Marketing sophomore Brock Efferson has paid equally high prices for textbooks in his classes. Not including the cost of proctored exams for four of his classes, he spent around $500 for online access codes this semester.
Efferson said many of the required resources seem to be unnecessary. Students are paying hundreds of dollars for homework programs where all answers can be found on Quizlet and the system is easily subvertable, he said.
“I feel like I’m paying for nothing,” Efferson said. “It’s stupid. That’s the only way to put it. If you’re going to put homework for everyone to cheat on, why are you making them pay for it? Just put it on Moodle.”
Some students feel that after paying $12,000 for in-state tuition or $28,000 for out-of-state tuition, textbooks should be covered in that overhead expense.
“I think it needs to be put into tuition, 100%,” Efferson said. “We’re paying thousands of dollars to go to this school.”

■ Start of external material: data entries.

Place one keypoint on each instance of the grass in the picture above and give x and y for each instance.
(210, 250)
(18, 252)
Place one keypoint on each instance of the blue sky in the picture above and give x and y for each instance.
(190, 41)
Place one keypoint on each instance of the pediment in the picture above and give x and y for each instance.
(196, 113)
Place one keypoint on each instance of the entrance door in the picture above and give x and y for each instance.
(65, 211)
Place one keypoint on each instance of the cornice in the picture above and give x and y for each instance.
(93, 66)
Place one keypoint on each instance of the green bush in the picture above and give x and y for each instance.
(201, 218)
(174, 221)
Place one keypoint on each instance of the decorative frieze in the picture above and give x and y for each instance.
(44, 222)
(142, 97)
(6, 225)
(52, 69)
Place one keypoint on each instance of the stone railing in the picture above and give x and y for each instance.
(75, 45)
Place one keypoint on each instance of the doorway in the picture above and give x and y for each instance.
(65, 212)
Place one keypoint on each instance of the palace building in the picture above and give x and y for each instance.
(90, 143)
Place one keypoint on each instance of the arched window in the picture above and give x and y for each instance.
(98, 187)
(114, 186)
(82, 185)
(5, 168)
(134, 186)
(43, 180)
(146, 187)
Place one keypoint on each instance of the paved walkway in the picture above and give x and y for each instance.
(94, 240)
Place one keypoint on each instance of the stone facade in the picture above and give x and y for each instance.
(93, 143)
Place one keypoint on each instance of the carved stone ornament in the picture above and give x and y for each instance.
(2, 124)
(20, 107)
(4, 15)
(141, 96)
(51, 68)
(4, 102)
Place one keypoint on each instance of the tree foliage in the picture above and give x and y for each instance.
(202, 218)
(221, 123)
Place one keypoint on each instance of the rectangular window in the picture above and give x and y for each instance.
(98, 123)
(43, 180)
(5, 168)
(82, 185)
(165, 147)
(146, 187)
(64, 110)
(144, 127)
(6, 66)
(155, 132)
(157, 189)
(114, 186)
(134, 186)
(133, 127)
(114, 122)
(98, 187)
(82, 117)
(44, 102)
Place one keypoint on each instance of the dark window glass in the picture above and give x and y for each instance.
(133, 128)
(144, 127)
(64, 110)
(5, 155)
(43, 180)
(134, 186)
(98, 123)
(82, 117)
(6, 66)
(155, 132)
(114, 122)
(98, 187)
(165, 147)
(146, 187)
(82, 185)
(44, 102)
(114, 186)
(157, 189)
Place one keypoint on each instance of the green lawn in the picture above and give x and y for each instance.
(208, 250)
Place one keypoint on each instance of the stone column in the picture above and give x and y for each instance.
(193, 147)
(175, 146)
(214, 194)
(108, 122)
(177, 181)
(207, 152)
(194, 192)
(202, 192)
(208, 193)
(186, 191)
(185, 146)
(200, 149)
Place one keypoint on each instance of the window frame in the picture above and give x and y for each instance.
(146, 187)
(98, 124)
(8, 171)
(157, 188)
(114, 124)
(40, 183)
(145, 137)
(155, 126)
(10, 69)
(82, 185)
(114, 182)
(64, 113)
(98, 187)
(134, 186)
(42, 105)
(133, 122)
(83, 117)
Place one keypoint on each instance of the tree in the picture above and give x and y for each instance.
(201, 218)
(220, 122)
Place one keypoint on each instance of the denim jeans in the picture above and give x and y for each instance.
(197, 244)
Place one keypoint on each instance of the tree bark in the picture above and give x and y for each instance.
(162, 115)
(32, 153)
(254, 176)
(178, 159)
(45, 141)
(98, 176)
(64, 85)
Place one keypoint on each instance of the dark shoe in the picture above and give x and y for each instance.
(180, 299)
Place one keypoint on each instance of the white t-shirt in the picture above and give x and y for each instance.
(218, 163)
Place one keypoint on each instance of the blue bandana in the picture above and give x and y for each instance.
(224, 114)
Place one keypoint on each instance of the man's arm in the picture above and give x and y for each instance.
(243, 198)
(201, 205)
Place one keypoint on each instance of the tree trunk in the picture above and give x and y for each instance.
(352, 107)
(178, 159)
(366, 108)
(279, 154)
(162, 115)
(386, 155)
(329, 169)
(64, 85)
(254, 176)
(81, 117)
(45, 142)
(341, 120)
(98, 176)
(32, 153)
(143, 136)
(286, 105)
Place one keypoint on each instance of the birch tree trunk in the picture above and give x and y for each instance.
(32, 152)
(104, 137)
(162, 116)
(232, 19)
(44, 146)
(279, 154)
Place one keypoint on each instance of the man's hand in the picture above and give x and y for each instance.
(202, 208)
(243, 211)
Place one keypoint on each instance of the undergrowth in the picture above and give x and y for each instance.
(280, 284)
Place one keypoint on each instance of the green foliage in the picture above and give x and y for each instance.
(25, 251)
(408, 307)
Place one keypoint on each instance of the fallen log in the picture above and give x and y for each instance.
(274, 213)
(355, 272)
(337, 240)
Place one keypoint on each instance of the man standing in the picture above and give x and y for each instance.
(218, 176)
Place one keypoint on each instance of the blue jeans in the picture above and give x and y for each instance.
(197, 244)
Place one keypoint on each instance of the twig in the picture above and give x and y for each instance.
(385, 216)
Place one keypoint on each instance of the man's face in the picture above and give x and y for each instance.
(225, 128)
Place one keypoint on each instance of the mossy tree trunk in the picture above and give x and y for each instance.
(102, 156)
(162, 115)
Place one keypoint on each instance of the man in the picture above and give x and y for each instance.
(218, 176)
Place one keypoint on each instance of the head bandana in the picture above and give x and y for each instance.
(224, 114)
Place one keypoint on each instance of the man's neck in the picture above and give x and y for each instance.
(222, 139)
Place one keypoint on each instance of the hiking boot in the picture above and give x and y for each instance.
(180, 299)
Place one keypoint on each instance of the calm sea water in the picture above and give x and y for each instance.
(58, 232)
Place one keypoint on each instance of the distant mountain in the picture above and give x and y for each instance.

African and African American studies sophomore Kaya Lewis said that there should be a limit on how much professors can require a student to spend on textbooks per class.
“Most college kids are already struggling financially,” Lewis said. “We already have to pay tuition and housing, having to pay $200 for an access code can be the difference between someone dropping a class or not.”
Some publishing experts say the future of the textbook industry is to sell “institutionalized licensing” for textbooks rather than individual copies, so that universities can purchase the right to duplicate the books and distribute them to students at their own price.
Arceneaux said that other schools, like Arizona State University, use Open Education Resources that are free to students, cutting back on textbook costs significantly. He said he would like to see LSU follow suit and use more of those resources as well.